Analyzing Bitcoin's Key Resistance and Potential Breakout
The crucial level mentioned in the analysis likely refers to a high-impact resistance zone that Bitcoin has tested multiple times in recent sessions. As of the update on November 28, 2025, BTC experienced rejection here, but the analyst views it as a temporary setback. For traders, this presents opportunities to monitor support levels and prepare for a breakout. Historical data shows that Bitcoin often consolidates before major moves, and breaking this final hurdle could trigger increased buying pressure. Key indicators to watch include the 20-month moving average (MA), which the analyst highlights as a desirable closing point for the weekend. A calm market over the weekend, closing above this MA, would reinforce bullish signals and potentially attract more institutional inflows. Trading volumes during such periods are critical; lower weekend volatility often sets the stage for weekday rallies, with past instances showing BTC gaining 10-15% post-consolidation when closing above long-term MAs.
Trading Strategies for BTC's Path to $100K
From a trading perspective, positioning for a rally to $100,000 involves strategic entries and risk management.

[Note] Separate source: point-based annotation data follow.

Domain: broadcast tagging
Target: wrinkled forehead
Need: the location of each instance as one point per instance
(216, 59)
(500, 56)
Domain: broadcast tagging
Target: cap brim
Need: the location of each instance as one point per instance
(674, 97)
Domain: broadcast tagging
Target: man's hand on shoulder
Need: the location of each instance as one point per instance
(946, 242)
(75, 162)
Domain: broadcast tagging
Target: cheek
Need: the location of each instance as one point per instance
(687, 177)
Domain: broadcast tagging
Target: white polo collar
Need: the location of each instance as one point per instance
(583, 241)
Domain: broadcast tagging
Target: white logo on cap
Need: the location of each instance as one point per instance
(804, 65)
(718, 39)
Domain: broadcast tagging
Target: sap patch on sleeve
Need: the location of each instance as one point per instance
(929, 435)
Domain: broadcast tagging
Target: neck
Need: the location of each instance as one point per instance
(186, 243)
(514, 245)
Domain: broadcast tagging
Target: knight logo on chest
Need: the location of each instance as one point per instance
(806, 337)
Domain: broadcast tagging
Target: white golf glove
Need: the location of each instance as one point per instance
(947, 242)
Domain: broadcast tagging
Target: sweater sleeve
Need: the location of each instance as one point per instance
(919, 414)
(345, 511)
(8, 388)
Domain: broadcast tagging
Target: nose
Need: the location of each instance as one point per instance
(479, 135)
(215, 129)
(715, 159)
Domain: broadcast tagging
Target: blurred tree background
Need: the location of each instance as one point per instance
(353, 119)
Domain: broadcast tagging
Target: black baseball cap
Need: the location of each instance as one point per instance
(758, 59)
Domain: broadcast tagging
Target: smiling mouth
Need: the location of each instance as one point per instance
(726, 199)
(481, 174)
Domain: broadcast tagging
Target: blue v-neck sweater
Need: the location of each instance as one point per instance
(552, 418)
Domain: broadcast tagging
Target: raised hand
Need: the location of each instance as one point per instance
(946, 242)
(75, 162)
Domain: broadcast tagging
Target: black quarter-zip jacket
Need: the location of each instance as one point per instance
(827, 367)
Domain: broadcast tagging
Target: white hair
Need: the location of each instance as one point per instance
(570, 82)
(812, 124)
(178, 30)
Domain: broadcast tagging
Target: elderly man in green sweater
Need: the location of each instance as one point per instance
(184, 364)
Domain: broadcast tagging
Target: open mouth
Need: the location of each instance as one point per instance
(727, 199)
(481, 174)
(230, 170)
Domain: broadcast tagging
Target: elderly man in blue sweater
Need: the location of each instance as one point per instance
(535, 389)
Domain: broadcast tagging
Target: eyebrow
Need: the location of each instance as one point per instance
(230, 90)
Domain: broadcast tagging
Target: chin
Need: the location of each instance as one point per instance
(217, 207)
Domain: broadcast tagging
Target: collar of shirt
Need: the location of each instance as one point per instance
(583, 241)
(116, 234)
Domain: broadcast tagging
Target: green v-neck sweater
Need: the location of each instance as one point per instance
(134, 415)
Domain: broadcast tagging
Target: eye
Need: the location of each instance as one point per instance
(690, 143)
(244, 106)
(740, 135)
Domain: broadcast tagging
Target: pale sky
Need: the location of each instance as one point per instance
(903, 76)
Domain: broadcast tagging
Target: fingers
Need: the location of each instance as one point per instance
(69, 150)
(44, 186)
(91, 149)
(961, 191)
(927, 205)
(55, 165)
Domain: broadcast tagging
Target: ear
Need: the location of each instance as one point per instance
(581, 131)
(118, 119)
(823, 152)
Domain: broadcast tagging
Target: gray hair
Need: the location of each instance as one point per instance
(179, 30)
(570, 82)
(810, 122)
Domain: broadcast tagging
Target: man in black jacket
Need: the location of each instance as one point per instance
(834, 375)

Traders might consider long positions if BTC retests the resistance with increasing volume, aiming for targets around $80,000 as an intermediate level before pushing higher. Support zones below the current price, such as those near the 50-day MA, offer potential dip-buying opportunities. On-chain metrics, including active addresses and whale accumulations, support this bullish outlook, as they've shown upticks during similar rejection phases. For instance, if trading volume spikes above average daily levels—say, exceeding 50 billion USD in 24-hour spot volume—it could confirm the breakout. Risk-averse traders should set stop-losses just below the 20-month MA to mitigate downside risks, especially given external factors like regulatory news or macroeconomic data releases. The analyst's call for good times ahead emphasizes patience, suggesting that a weekly close above this MA could invalidate bearish scenarios and propel BTC toward new all-time highs.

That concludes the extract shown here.